In perhaps the biggest slap in the face to democracy ever, Nancy Pelosi says the House may try to pass the Health Care bill without voting for it.
They will just “deem” it to be passed. No one need take political heat because of their vote, because they can say they didn’t vote to pass the bill.
After laying the groundwork for a decisive vote this week on the Senate’s health-care bill, House Speaker Nancy Pelosi suggested Monday that she might attempt to pass the measure without having members vote on it.
Instead, Pelosi (D-Calif.) would rely on a procedural sleight of hand: The House would vote on a more popular package of fixes to the Senate bill; under the House rule for that vote, passage would signify that lawmakers “deem” the health-care bill to be passed.
The tactic — known as a “self-executing rule” or a “deem and pass” — has been commonly used, although never to pass legislation as momentous as the $875 billion health-care bill. It is one of three options that Pelosi said she is considering for a late-week House vote, but she added that she prefers it because it would politically protect lawmakers who are reluctant to publicly support the measure.
“It’s more insider and process-oriented than most people want to know,” the speaker said in a roundtable discussion with bloggers Monday. “But I like it,” she said, “because people don’t have to vote on the Senate bill.”
Like Nancy says, it’s all insider stuff, and you don’t want to know about that. You don’t care if the constitution is followed or not.
Or so she hopes.
That’s democracy in the Age of Obama. For my money, it’s a bit like the fake democracy practiced by Communist countries. Their legislatures were always “passing” legislation. It’s just that none of it was really passed. They could deem things to be passed, if they wanted.
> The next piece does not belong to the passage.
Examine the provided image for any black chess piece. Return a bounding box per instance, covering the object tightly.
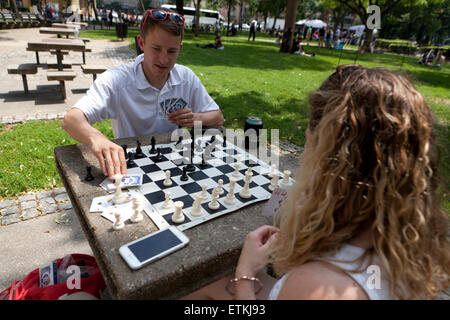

Well, there’s our first step toward unconstitutional action by the Obama administration. Next, there will be a little move towards the Senate not having to vote on its bills, and then there will be a little move towards the President not having to be re-elected to stay in office after 2012. That sort of thing.
Democrats would thus send the Senate bill to President Obama for his signature even as they claimed to oppose the same Senate bill. They would be declaring themselves to be for and against the Senate bill in the same vote. Even John Kerry never went that far with his Iraq war machinations. As we went to press, the precise mechanics that Democrats will use remained unclear, though yesterday Mrs. Pelosi endorsed this “deem and pass” strategy in a meeting with left-wing bloggers.
This two-votes-in-one gambit is a brazen affront to the plain language of the Constitution, which is intended to require democratic accountability. Article 1, Section 7 of the Constitution says that in order for a “Bill” to “become a Law,” it “shall have passed the House of Representatives and the Senate.” This is why the House and Senate typically have a conference committee to work out differences in what each body passes. While sometimes one house cedes entirely to another, the expectation is that its Members must re-vote on the exact language of the other body’s bill.
As Stanford law professor Michael McConnell pointed out in these pages yesterday, “The Slaughter solution attempts to allow the House to pass the Senate bill, plus a bill amending it, with a single vote. The senators would then vote only on the amendatory bill. But this means that no single bill will have passed both houses in the same form.” If Congress can now decide that the House can vote for one bill and the Senate can vote for another, and the final result can be some arbitrary hybrid, then we have abandoned one of Madison’s core checks and balances.
Yes, self-executing rules have been used in the past, but as the Congressional Research Service put it in a 2006 paper, “Originally, this type of rule was used to expedite House action in disposing of Senate amendments to House-passed bills.” They’ve also been used for amendments such as to a 1998 bill that “would have permitted the CIA to offer employees an early-out retirement program”—but never before to elide a vote on the entire fundamental legislation.